Microsoft AI CEO: All About Open Internet, Fair Use for Training

Microsoft AI CEO: All About Open Internet, Fair Use for Training

To write, run promoting campaigns and do extracurricular activities, AI needs training materials. About ChatGPT needed 300 billion words to get going and continues to learn from users’ interactions with the system.
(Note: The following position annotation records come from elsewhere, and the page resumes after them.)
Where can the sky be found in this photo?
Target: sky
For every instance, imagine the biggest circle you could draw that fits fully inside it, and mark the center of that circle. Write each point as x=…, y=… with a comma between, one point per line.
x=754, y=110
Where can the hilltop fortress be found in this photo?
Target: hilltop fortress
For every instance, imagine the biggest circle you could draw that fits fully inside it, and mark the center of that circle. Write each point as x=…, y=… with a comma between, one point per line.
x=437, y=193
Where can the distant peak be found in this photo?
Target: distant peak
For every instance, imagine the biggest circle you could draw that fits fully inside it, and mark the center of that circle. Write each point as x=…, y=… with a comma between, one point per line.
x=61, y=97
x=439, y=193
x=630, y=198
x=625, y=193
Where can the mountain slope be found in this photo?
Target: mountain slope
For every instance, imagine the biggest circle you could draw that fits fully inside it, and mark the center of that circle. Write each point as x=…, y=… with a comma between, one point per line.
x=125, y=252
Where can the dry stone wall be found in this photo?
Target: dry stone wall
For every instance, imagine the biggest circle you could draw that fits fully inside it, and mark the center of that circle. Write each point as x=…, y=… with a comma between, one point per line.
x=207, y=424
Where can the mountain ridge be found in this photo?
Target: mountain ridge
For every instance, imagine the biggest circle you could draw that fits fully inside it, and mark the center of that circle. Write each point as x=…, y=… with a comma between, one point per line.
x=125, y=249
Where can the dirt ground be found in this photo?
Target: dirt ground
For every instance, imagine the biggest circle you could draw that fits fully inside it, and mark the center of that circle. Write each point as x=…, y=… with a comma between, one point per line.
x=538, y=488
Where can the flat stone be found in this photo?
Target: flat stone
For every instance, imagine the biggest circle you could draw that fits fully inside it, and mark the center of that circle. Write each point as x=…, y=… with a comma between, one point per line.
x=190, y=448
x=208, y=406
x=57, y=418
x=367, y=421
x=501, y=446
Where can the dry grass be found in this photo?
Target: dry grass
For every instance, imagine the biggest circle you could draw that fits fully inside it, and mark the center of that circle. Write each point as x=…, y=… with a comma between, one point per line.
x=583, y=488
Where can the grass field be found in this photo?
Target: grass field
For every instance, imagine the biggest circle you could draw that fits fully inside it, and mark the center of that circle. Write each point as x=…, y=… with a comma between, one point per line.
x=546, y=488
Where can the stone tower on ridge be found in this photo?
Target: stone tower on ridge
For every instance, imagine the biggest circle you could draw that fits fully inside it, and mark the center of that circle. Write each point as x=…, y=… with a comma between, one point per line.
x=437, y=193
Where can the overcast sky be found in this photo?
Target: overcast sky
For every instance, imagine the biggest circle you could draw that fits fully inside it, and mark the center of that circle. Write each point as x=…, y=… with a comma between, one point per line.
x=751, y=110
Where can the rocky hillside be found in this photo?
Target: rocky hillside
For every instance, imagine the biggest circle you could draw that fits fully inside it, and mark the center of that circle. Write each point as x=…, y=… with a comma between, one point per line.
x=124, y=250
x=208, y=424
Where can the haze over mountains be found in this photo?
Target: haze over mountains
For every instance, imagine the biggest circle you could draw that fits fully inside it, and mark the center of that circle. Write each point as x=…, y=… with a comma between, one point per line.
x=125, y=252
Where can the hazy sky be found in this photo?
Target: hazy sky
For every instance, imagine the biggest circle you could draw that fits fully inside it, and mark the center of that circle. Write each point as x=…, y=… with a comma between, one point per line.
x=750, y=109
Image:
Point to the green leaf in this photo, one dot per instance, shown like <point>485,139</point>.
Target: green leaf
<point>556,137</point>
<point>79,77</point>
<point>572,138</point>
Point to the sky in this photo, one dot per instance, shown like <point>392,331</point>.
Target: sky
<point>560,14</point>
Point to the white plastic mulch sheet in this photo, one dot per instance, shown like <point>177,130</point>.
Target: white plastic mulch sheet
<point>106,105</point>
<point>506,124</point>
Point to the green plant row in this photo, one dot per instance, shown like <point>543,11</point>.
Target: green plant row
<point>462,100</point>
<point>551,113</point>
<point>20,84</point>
But humans don’t get credit or compensation for creating the content that AI gobbles up. Authors, artists, and news organizations have filed countless copyright lawsuits against AI giants like OpenAI and Microsoft because they’ve discovered that AI bots can talk about their copyrighted works “too accurately” — indicating that those works are in the AI’s training data.

- Advertisement -

That is why Mustafa Suleyman, Microsoft’s CEO for Artificial Intelligence, was asked at the conference, Aspen Ideas Festival at the end of June, artificial intelligence corporations essentially stole the world’s mental property.

Suleyman’s response? Almost all content on the web, with one possible exception, is fair game for training AI.

“I think when it comes to content that’s already out there on the open web, the social contract around that content since the 1990s is that it’s fair use,” Suleyman said.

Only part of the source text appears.